Researchers from Harvard and MIT studied four cases of CRE infections sampled from three hospitals in the Boston-Area and one hospital located in Irvine, California.
According to findings published in the medical journal Proceedings of the National Academy of Sciences this week, CRE may be spreading much more widely than previously thought.
Researchers tested 250 samples from patients who had CRE and found eight species were resistant to antibiotics. They also documented identical genes in different species and found two cases of high-level resistance they could not explain.
The study suggests that patients are colonizing the germs without exhibiting symptoms and then spreading it to other patients without becoming sick themselves. In fact, most patients won’t have any symptoms, researchers note.
The CRE bacteria lives in the intestinal tract, but can infect nearly any part of the body. When symptoms are present, they range from fever, chills, headaches to general weakness.
CRE is the most resistant bacteria and is often given the strongest drugs, typically as a last resort when other common drugs fail to rid the patient of the infection. Sometimes the bacteria still thrives after being treated with antibiotics, which can lead to the development of greater resistance.
An estimated 9,300 people are infected with CRE every year in the U.S., resulting in about 600 deaths. People who are frail or have compromised immune systems face the most risk of infection.
Researchers called it “one of the most severe threats to the antibiotic era,” and in 2015 the CDC called CRE an emerging threat to the healthcare system. The CDC’s findings indicated higher-than-expected numbers of CRE in major U.S. cities.

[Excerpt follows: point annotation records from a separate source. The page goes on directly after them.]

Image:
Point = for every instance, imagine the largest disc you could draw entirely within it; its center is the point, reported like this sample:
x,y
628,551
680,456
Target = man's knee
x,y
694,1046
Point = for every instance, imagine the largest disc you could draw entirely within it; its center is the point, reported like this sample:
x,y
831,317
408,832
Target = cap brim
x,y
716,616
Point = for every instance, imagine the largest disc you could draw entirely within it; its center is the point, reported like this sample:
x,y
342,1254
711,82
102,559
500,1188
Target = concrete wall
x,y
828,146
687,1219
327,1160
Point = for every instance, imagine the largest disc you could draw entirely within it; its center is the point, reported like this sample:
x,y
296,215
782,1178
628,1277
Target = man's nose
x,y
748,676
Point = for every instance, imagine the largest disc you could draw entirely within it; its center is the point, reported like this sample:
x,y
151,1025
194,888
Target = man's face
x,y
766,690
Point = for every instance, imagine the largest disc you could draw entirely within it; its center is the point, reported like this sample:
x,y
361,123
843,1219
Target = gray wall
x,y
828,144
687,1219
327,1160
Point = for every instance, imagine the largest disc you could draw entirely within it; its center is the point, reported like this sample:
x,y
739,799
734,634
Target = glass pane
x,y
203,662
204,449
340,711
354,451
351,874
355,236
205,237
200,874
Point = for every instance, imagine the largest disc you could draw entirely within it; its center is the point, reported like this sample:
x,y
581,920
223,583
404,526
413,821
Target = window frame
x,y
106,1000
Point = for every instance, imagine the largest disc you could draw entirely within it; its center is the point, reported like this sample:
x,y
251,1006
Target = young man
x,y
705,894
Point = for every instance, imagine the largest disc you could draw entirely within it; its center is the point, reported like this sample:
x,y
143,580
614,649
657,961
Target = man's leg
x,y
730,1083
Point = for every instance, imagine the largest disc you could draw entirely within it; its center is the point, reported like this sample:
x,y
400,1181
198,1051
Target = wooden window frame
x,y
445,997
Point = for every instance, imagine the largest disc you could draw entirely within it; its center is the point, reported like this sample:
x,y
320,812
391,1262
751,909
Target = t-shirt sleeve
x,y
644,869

Researchers call for aggressive approaches to detection and surveillance, including patient isolation. They noted the Dutch have one of lowest rates of antibiotic resistance of all developed countries. This is likely because they screen patients who are at risk before they are admitted to the hospital.
The study calls on the U.S. to follow suit and ask patients at intake about their history of exposure and traveling to areas of high incident rates of CRE. If they are considered to be at risk, they should be separated or quarantined from other patients to prevent the spread of the bacteria.
A study published last year concluded 1 in 7 hospital patients are infected with antibiotic-resistant bacteria. A report published by the British government last year also warned that more than 10 million deaths every year will be attributable to superbugs by the year 2050, unless drastic measures are taken to mitigate the risk.